|Elio di Rupo will be Belgium’s first prime minister from francophone Wallonia since 1974 [EPA]|
Belgian politicians have finally agreed to form a government after record-long talks finally led to the creation of a six-party coalition tasked with implementing the most profound state reform in decades and restoring the country’s finances.
The government, announced late on Monday and due to be sworn in on Tuesday almost 18 months since the last elections in June 2010, will be headed by Elio Di Rupo, the French-speaking Socialist leader.
Di Rupo is the first Belgian prime minister to come from the francophone region of Wallonia since 1974, as well as the first son of immigrants and the first openly gay person to lead the government of the bilingual country.
Di Rupo’s government retains many of the ministers from the caretaker government of Yves Leterme, the current acting prime minister, albeit in different roles.
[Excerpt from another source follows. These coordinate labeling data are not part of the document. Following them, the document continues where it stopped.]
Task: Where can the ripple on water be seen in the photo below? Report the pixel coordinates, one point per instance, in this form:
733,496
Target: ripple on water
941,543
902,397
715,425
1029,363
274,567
Steven Vanackere, a Flemish Christian Democrat, becomes finance minister and Didier Reynders, a francophone Liberal, foreign minister in a straight job switch.
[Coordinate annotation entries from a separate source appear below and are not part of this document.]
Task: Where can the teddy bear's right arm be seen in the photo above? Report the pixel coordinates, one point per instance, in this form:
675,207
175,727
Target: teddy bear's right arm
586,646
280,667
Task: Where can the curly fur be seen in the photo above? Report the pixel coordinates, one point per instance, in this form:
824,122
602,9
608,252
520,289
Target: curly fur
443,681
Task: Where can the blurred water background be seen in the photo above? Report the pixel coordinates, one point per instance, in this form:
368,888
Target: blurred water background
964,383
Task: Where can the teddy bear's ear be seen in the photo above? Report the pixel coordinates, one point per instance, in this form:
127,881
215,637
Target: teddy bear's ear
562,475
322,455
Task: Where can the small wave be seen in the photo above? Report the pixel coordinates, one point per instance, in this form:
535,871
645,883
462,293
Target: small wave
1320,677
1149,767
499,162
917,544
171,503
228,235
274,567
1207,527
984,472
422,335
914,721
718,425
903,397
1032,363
The government must satisfy demands of the Dutch-speaking Flemish majority for devolution of further powers to Belgium’s regions, and may have to redraw a budget that economists say is based on too optimistic a growth forecast.
The more right-leaning Flemish electorate has already expressed concern about being led by a French-speaking Socialist, and one whose command of Dutch is considered limited.
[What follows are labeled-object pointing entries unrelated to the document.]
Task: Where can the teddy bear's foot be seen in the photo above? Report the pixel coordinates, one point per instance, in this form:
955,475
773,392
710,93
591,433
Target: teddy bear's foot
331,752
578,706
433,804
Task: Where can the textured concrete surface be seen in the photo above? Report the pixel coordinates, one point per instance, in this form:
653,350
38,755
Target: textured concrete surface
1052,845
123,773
A poll in Le Soir newspaper showed just 29 per cent of Flemish people had confidence in Di Rupo, although his support in French-speaking Wallonia was 69 per cent.
Talks including N-VA, a party that wants Flanders to break free from Belgium, were deadlocked for months, prompting speculation that 181-year-old Belgium could break apart.
The N-VA’s eventual exit opened the door for a deal resolving electoral boundaries around the capital Brussels, devolution of more powers to the regions and financial transfers, issues over which Belgium’s linguistic groups have argued for years.
Belgium also has a budget battle on its hands and might be forced to toughen austerity measures that drew 50,000 protesters onto the streets last Friday.
Belgium has found itself in an uncomfortable middle ground between triple-A rated eurozone countries and those at the periphery of the single currency bloc whose sovereign debt has been sharply sold off since the start of last year.
Belgium’s public sector debt totalled 96 per cent of gross domestic product last year, putting it behind only Greece and Italy in the eurozone and on a par with Ireland.
It has also been saddled with providing the bulk of state guarantees to the bailed-out Franco-Belgian financial group Dexia.